With the observed structure of the Universe, especially at very large scales, we again see a pattern where theory makes predictions, and then the observations that are actually made are used to further refine and shape the theory.

None of this is to say that the Big Bang theory won’t be further refined, or that there aren’t important things we don’t yet undertand about the Universe, or even that it’s impossible that the Big Bang theory won’t just be refined and modified but might actually be entirely supplanted some day. But it is an important theory, with solid evidence for it, one of the pillars of modern science, and is accepted–for very good reasons–by the vast majority of people who take the time and effort to study these things.

Incidentally, note how easy it is to say “Oh, there’s no evidence for that!”, and how many words it takes to refute such a claim, if one wishes to go beyond just saying “Is too!”

I think a lot of what makes people reluctant to agree that it’s the truth is that it has the same failure as an explanation of how the world came about as Genesis: if you step back far enough you are still getting something springing up from nothing. Where did God come from before he was able to create the world? Where did the cosmic matter that compressed before the big bang happened come from? If you feel that they’re both flawed, it’s not difficult to decide that one isn’t more valid than the other, and the whole God thing sounds nicer…

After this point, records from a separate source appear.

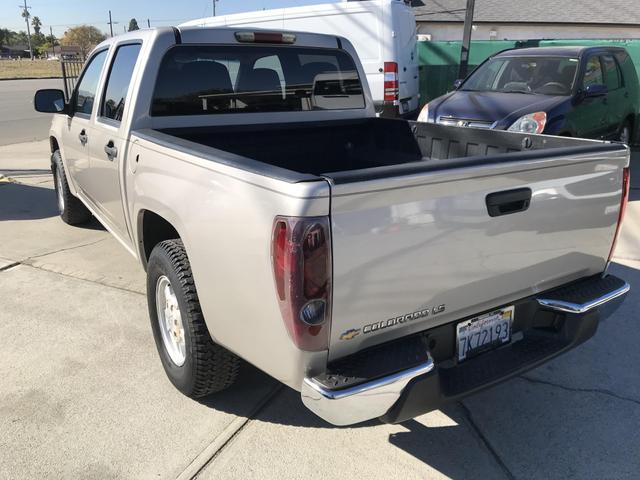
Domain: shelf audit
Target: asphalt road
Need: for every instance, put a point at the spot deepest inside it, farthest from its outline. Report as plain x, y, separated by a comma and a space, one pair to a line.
19, 122
83, 394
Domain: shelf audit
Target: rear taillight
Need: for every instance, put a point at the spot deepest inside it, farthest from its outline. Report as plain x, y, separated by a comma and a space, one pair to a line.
391, 82
626, 183
301, 256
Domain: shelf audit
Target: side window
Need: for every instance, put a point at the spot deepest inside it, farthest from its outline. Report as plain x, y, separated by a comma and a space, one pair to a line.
612, 72
118, 81
85, 93
593, 72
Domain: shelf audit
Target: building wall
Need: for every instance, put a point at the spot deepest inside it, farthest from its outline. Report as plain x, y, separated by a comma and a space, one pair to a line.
447, 31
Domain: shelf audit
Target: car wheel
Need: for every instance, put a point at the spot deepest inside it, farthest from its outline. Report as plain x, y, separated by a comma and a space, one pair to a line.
624, 134
193, 362
72, 210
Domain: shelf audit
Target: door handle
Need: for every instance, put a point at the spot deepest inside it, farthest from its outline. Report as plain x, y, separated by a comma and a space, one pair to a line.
111, 150
508, 202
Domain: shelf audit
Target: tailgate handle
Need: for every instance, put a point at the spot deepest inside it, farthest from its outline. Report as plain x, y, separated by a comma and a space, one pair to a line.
508, 202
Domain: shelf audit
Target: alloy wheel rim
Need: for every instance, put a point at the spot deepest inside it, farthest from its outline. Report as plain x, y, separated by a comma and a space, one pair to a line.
170, 321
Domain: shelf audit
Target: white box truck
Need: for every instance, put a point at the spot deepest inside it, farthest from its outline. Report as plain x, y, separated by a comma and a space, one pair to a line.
383, 33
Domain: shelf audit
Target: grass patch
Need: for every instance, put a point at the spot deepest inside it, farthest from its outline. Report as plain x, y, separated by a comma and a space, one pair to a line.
26, 68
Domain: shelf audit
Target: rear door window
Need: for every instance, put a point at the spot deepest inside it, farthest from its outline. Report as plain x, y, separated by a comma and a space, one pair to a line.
209, 79
118, 81
593, 72
612, 72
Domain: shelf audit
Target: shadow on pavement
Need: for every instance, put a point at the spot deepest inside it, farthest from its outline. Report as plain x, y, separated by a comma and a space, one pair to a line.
19, 201
26, 202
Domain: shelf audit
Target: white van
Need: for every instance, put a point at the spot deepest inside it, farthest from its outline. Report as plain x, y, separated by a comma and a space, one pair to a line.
383, 33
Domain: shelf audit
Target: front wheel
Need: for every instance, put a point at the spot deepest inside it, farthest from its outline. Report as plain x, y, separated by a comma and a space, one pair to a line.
193, 362
72, 210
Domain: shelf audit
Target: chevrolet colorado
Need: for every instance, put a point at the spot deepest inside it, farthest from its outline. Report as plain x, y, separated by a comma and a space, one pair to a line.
380, 267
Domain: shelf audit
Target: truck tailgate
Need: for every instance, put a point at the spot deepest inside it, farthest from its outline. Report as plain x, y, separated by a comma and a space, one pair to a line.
415, 251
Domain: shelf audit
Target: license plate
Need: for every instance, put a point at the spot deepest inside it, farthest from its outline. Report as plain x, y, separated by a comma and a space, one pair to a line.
484, 332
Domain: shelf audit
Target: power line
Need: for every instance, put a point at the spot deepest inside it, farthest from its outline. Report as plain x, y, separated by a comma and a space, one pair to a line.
27, 15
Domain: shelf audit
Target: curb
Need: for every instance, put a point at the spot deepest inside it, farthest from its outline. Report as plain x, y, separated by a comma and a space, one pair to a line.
31, 78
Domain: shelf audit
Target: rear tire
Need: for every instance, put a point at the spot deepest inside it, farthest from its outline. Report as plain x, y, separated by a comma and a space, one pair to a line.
72, 210
193, 362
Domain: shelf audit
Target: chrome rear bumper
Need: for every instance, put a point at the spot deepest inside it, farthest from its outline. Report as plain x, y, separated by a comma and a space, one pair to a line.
363, 402
416, 390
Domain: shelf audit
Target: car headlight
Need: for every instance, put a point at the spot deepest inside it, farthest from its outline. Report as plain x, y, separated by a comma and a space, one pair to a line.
530, 123
424, 114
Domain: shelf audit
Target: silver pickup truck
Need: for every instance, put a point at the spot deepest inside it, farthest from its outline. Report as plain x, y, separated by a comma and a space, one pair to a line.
380, 267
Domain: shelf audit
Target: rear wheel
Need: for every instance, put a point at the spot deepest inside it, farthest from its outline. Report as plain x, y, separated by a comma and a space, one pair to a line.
193, 362
72, 210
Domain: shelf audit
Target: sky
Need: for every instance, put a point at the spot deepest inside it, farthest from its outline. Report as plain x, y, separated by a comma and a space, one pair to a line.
62, 14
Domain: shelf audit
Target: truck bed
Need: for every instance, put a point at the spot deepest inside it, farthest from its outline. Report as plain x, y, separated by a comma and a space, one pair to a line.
371, 147
412, 222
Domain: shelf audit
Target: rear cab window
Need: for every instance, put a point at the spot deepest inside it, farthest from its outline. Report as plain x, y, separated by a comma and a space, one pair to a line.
85, 93
118, 80
218, 79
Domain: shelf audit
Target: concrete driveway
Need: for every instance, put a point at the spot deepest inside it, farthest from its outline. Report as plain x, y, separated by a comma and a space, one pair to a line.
19, 122
83, 394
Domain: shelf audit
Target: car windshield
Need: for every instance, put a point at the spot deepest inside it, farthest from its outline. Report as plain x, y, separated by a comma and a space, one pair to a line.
528, 75
213, 79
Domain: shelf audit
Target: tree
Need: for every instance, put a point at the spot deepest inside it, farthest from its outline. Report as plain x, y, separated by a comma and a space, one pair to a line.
5, 36
36, 24
85, 37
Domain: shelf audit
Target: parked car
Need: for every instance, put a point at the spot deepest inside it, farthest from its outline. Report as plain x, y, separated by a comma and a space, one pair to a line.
383, 33
379, 266
589, 92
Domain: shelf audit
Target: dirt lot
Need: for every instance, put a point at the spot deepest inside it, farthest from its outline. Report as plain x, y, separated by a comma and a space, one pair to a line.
25, 68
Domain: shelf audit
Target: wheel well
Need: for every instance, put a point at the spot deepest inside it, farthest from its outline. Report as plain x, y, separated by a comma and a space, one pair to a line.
53, 142
154, 230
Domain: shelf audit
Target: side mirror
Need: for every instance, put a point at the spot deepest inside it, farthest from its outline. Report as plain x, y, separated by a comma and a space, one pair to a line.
49, 100
596, 90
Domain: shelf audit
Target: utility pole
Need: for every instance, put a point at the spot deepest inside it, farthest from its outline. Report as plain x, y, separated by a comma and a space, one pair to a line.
110, 23
27, 15
466, 39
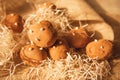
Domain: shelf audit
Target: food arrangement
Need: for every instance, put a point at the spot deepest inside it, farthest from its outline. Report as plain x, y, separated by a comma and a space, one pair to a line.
46, 42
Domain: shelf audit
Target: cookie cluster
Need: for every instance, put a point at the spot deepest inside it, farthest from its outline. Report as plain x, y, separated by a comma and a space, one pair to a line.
47, 42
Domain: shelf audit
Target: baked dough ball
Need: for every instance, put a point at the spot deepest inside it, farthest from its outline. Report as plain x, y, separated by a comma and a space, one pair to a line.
42, 34
32, 55
101, 49
14, 22
48, 5
77, 38
59, 49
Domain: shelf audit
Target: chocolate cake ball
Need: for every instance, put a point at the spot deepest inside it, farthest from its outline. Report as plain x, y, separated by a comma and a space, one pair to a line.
32, 55
14, 22
59, 49
77, 38
42, 34
101, 49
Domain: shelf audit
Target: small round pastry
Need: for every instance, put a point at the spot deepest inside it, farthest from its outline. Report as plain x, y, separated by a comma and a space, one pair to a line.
100, 50
59, 49
32, 55
14, 22
77, 38
42, 34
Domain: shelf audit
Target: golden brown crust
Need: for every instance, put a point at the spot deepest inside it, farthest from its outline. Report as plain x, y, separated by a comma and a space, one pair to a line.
32, 55
42, 34
14, 22
77, 38
59, 50
49, 5
102, 49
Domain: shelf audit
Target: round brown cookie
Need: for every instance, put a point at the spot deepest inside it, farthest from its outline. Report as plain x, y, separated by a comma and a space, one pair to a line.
42, 34
101, 49
32, 55
77, 38
59, 49
14, 22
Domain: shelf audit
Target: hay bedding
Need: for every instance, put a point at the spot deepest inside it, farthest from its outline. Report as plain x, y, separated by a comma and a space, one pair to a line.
77, 66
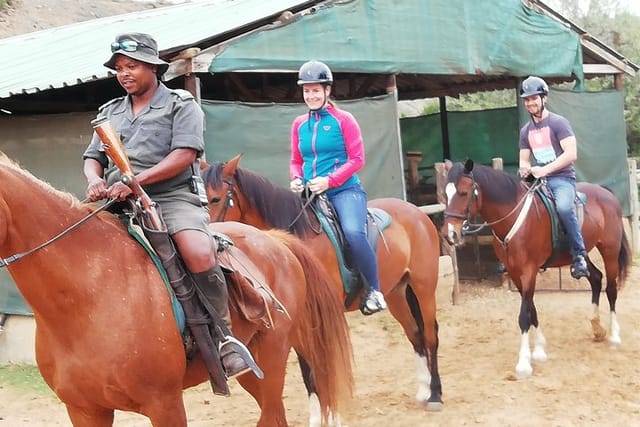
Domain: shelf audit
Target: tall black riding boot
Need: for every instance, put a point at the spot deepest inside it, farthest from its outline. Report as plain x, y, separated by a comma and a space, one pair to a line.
236, 358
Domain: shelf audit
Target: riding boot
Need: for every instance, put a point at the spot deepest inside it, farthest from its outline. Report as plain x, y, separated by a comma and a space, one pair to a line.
213, 285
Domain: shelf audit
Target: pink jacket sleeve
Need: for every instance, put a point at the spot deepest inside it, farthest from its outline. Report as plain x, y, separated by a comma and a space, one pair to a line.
355, 150
295, 164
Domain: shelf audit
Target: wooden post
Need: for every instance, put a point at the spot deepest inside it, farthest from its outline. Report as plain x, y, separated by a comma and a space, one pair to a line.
635, 204
413, 159
445, 247
497, 163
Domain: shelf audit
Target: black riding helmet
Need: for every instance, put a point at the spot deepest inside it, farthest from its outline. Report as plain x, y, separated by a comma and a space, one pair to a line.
533, 86
314, 72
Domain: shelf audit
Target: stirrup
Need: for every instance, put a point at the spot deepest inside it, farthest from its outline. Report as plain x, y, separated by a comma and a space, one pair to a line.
377, 299
579, 267
241, 350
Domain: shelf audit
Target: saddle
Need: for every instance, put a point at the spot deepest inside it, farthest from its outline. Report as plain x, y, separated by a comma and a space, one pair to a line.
559, 238
249, 295
377, 221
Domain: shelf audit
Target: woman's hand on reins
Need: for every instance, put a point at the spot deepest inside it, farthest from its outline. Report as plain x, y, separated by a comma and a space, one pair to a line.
296, 185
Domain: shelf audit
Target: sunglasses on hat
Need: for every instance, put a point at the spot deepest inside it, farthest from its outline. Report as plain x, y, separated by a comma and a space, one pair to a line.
127, 46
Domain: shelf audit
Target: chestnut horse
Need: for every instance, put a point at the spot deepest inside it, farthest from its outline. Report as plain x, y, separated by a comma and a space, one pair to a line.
408, 255
106, 336
522, 231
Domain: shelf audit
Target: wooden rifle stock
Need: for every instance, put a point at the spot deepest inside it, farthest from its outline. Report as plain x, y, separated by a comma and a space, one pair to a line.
115, 150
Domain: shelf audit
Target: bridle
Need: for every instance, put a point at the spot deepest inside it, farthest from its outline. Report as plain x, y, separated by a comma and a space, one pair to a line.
228, 199
469, 227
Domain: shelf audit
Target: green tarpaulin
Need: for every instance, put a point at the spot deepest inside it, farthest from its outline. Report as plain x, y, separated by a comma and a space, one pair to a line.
596, 118
414, 36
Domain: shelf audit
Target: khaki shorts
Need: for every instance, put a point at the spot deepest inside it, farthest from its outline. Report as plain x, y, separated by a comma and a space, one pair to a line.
182, 210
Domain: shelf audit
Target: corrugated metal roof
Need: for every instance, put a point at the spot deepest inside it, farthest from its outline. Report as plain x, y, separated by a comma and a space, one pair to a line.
74, 54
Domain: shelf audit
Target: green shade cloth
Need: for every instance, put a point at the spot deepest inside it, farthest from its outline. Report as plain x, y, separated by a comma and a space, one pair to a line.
414, 36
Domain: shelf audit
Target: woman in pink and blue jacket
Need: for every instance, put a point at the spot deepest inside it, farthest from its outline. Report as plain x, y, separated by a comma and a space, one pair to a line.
327, 151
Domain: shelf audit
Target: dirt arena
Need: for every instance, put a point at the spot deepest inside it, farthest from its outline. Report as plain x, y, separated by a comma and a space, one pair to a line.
583, 383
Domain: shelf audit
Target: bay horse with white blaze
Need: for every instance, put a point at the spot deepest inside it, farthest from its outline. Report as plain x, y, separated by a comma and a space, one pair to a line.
106, 335
408, 255
522, 240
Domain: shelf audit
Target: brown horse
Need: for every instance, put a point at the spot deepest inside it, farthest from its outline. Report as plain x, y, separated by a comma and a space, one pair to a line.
106, 336
408, 255
522, 232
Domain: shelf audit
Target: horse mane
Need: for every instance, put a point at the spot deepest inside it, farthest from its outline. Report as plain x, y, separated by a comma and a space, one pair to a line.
65, 196
277, 205
496, 185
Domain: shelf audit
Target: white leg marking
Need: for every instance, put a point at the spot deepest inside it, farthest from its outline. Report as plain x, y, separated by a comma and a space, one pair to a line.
599, 334
424, 379
614, 333
539, 354
523, 367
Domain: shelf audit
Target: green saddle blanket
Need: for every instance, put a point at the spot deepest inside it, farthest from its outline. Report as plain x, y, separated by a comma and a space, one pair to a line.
178, 313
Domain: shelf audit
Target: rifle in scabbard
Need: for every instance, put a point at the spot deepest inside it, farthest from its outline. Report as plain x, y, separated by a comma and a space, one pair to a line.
179, 279
115, 150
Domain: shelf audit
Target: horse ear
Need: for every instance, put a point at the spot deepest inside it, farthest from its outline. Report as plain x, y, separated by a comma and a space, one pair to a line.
468, 166
229, 168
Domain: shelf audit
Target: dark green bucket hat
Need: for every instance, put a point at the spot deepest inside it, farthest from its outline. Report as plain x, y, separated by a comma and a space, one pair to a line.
138, 46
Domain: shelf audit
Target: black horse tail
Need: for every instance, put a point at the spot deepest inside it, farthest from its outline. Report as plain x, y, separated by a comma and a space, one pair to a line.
624, 260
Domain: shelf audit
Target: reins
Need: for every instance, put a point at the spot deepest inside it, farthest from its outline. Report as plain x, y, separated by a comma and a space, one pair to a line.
477, 227
309, 196
4, 262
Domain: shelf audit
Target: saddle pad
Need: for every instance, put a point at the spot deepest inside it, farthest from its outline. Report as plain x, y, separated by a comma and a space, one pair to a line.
136, 232
559, 241
377, 221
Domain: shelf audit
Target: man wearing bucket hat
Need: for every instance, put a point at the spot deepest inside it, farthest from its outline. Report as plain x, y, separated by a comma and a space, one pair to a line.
162, 131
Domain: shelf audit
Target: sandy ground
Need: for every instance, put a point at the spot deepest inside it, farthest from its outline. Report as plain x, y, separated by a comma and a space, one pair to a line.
583, 383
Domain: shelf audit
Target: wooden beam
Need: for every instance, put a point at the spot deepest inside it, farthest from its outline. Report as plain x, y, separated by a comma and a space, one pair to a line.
600, 69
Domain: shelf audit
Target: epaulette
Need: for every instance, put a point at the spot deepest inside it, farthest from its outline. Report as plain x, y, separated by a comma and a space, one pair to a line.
183, 94
106, 104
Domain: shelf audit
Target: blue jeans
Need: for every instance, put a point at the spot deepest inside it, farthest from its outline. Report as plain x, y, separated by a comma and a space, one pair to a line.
350, 205
564, 193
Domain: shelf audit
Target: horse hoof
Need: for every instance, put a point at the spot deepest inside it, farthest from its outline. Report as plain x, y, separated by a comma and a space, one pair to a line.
615, 344
434, 406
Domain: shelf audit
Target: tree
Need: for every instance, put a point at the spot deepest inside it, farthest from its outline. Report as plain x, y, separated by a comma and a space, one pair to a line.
610, 23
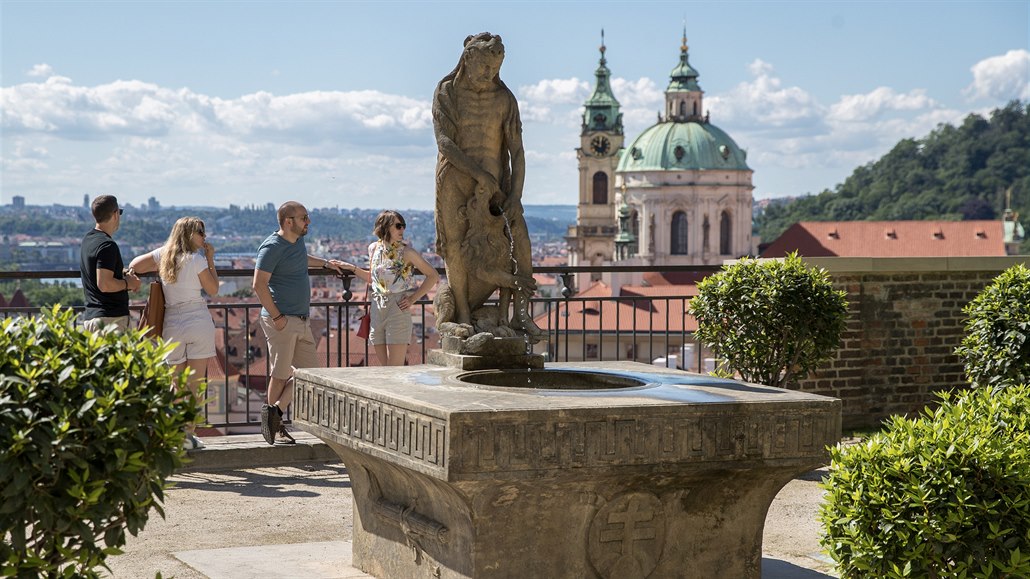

MEBuckner What I find incredulous is that we know what occurred before the ‘First Stars at 400m years’ mark on this map: http://bccp.lbl.gov/Images/wmap.gif

That depends on what level of detail you want. For any time more recent than 380,000 years after the beginning, we can directly observe what the Universe was like. We can make some inferences about things before then, based on what we observe of things after that, and we can design experiments that will eventually let us directly observe things earlier than that, using neutrinos or gravitational waves (thought the technology and funding isn’t quite there yet, for those). So I’d say that for most things after 380,000 years, we know them pretty well, and for some things before that. For instance, we know a lot about the composition and density of the Universe at the time of nucleosynthesis (because we can directly observe, in a laboratory even, the atoms that were formed at that time), but we know very little about the inflationary epoch, since all we know about that is what we can infer from the traces left in the cosmic microwave background, and we may well be completely wrong about it.